Kecenderungan
dunia perfilman yang mengadaptasi cerita dari novel sudah berlangsung lama.
Sebut saja beberapa judul seperti Gone
With The Wind (1939), Pride and
Prejudice (1940), The Old Man and
The Sea (1958), dan Forrest Gump
(1994), yang semuanya merupakan adaptasi novel, pun sama halnya di Indonesia,
kita juga disuguhkan film adaptasi novel seperti Atheis (1974), Badai Pasti
Berlalu (1977), Lupus (1986),
dan film-film lain.
Begitu
banyak pandangan penikmat film terhadap masalah orisinalitas sebuah karya seni.
Beberapa menganggap film orisinil itu haruslah sebuah karya murni buah pikir
sang sineas.
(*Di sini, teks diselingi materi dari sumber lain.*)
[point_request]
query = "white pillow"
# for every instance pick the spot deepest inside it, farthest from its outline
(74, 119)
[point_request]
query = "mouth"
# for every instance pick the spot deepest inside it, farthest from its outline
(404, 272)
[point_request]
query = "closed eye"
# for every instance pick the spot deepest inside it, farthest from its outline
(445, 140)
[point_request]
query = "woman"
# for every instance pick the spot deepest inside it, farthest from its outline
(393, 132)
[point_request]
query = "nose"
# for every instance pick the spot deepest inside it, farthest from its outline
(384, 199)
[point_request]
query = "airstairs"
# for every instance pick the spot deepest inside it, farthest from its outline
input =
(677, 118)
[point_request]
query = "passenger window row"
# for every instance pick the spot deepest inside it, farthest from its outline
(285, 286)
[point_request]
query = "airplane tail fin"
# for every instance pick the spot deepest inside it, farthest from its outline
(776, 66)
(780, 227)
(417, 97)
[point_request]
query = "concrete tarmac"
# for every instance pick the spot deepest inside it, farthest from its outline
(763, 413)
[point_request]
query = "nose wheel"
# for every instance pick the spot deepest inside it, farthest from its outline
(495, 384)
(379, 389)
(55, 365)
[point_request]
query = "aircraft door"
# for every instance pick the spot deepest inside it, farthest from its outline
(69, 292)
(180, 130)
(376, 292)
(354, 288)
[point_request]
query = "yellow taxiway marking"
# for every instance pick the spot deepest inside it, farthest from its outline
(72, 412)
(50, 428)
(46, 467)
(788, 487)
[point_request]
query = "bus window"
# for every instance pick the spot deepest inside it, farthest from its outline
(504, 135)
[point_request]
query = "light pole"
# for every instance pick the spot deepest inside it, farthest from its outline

Beberapa pula menganggap film adaptasi buku dan media lain pun
bisa disebut orisinil jika disesuaikan dengan interpretasi sang sineas sehingga
menjadi karya baru. Tentu keduanya benar masalahnya ialah seberapa sering kita
melihat karya orisinil dengan kualitas hebat. Menantikan ledakan orisinalitas
seperti Avatar dan Star Wars pun merupakan hal langka.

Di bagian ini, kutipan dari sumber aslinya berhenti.